Another species I got 2 seeds germinating in 2 weeks and now the seedlings are about 50 - 60 millimetres tall after just over a month. The rest of that species aren't showing any signs of life.
Two other species have had 2 seeds each put out radicles but nothing above ground yet after about a month. Of the rest 2 more have only just started putting out a radicle, the others showing no sign of life.
And another species had 3 germinate within 3 weeks, two of those have 40 - 50 millimetre shoots above ground whislt the third has only the radicle.
Another 7 or so species haven't shown any sign of anything.
It doesn't pay to take anything for granted with palms, nor to be in a hurry.
These beans certainly are cautious and deliberate about their business of growing a tree. They are not on a human schedule.

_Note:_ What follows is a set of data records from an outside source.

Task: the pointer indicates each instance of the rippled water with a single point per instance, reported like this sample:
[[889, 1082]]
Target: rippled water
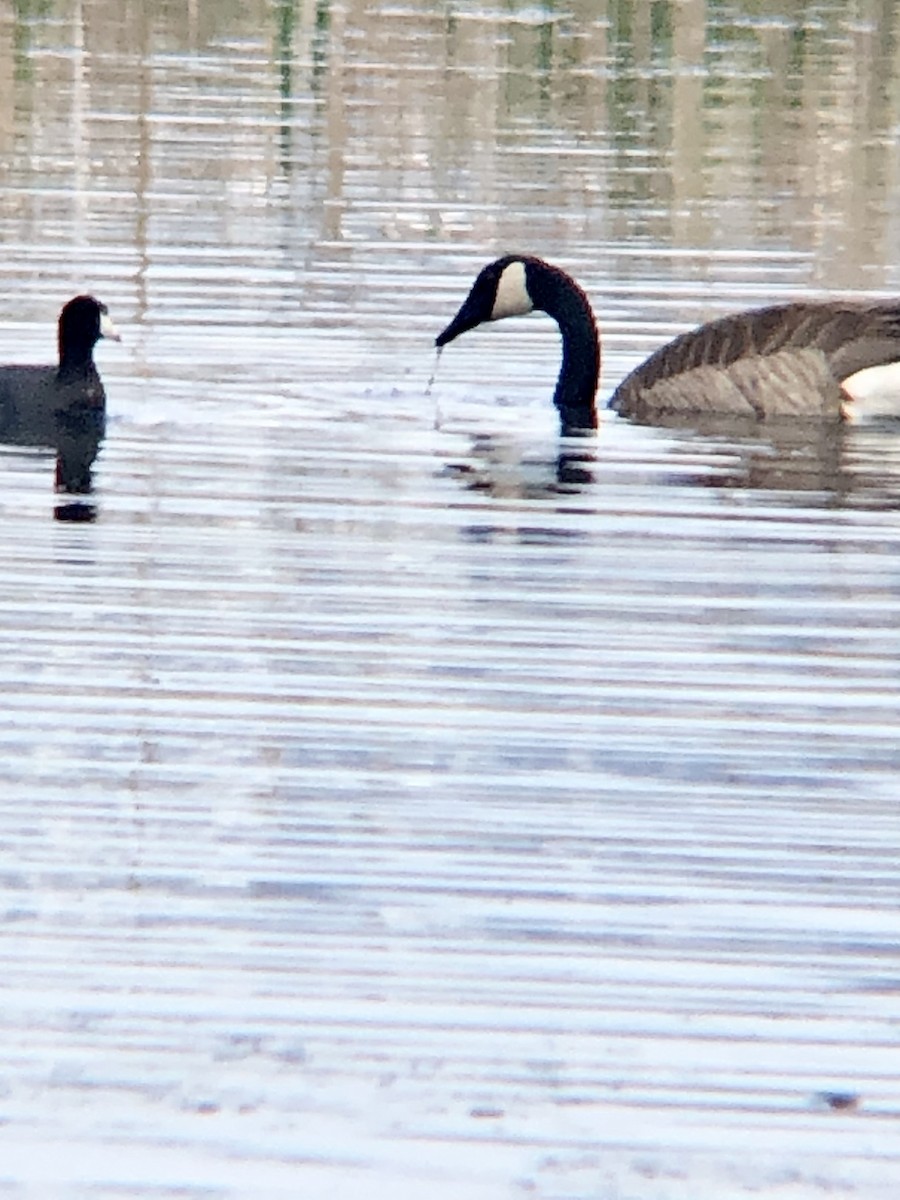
[[394, 798]]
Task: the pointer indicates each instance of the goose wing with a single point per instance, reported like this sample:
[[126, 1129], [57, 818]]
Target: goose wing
[[787, 360]]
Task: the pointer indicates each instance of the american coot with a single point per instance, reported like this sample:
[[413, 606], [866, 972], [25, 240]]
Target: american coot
[[61, 406], [783, 361]]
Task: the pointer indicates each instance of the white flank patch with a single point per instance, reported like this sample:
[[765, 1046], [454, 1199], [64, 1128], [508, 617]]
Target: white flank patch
[[875, 393], [513, 299]]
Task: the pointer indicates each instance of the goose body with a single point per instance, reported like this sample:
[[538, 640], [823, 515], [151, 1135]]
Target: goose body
[[785, 361]]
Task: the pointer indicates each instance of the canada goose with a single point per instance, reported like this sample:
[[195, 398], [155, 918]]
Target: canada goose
[[783, 361], [40, 402]]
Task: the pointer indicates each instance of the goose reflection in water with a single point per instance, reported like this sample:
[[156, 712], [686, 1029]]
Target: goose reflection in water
[[502, 469], [63, 406]]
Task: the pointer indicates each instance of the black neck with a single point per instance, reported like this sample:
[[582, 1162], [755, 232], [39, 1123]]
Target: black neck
[[557, 294]]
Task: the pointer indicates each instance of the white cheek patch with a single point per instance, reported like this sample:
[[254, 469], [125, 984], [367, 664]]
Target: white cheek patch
[[511, 299]]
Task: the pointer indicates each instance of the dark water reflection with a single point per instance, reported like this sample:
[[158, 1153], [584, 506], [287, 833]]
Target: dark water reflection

I guess your germinating procedure allows you to see the radicle. Mine are not loose in a medium. Since I am not experienced, I put them in a 'pot' to germinate. The thought being that I don't have to handle them again to 'plant' them. I'm using plastic bottles (soda, milk, bottled water) with a cap, to maintain moisture. When I want to, I can cut off the bottom, add a mating bottle bottom, with more medium, to extend the rooting length. Same for the top. And if I live long enough, I can slice the bottle down its length, when it becomes time to put them in a permanent pot. They will always be potted.
I'm sure this is not conventional, but in my ignorance, it seems the safer way to go.
My germinating greenhouses, besides the commercial tabletop, are plastic food containers, with as much height as I can find, and a top. Actually, since I germinate in a bottle, with cap, each bottle is a greenhouse, just needing heat.
Well, one of the Bismarkias (nob.) is doing something. about a month & 1/2 ago, I noticed smaller brownish roots circling around the bottom of the 'pot'. A month ago I saw much larger,
whitish roots. Today I was able to see the largest of this size root (radicle?) running down from the seed.
The question: How long does it take, from this point, before the seed decides that something should be growing out of the top?
Interestingly enough I had a lot of Bismarkia seed in pots. They had taken so long that I finally gave up and just left them out in the garden. The other week I noticed there was a 100mm shoot coming up out of one of the pots, nothing out of the others. That was after about 14 months, but I don't know when germination actually commenced.